Line5(台詞)
「人外魔境は何県何市にありますか」というのは叔父上考案のなぞなぞである。
だいたいにおいて叔父上のなぞなぞというのは問題自体がわかりにくいものが多かった。
「白いペチコートに赤い鼻、立てば立つほど背が縮む、ナニー・エチコート嬢は誰でしょう」との問題では、まずペチコートとはいかなるシロモノかという点でつまづき、誰でしょうと訊いておきながらすでに名前が明かされているじゃないかという部分でにっちもさっちもいかなくなった。

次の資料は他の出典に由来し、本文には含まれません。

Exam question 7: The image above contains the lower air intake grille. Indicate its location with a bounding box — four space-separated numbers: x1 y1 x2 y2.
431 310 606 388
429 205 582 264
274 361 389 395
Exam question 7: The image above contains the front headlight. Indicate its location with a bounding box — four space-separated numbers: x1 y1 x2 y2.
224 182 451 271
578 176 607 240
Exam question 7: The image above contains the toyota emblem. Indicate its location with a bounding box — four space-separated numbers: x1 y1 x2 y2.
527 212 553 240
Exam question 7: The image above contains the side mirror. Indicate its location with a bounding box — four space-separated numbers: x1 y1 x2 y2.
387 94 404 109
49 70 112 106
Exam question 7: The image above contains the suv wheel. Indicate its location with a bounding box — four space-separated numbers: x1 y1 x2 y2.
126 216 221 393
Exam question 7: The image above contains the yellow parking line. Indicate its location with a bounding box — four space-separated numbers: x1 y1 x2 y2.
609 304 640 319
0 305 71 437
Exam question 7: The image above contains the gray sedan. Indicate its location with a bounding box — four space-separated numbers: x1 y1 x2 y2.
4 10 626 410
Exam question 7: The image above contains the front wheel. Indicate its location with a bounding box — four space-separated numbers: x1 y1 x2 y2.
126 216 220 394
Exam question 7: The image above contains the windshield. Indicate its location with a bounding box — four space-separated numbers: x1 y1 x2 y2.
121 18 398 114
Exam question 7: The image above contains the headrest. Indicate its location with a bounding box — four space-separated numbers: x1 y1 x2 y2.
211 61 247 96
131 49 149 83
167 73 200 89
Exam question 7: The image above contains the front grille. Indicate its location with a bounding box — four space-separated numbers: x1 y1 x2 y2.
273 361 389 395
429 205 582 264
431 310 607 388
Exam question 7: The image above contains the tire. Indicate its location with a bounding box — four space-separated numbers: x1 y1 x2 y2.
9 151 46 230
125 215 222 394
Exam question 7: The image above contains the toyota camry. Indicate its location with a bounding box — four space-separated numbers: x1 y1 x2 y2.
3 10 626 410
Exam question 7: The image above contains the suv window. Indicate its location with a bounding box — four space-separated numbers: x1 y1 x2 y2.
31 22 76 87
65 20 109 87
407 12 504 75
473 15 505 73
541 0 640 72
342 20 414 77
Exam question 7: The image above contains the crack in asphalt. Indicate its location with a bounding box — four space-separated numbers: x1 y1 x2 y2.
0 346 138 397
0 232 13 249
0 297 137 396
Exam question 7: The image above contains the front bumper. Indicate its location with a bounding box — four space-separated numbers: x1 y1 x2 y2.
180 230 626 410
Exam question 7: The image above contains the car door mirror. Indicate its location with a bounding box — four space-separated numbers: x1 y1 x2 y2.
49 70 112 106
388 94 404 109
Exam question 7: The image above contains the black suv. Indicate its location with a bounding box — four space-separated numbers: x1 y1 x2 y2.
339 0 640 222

「英語でできない質問はなんでしょう」という問題はなぞなぞでもなんでもなく、「トマス・ジェファーソンは何代目の大統領ですか?」というような文章を英語では表現することができないという、文法上の落とし穴のようなものだった。
その中でこのなぞなぞは、それなりにまともな問題であるという点においてまあ評価すべきものである。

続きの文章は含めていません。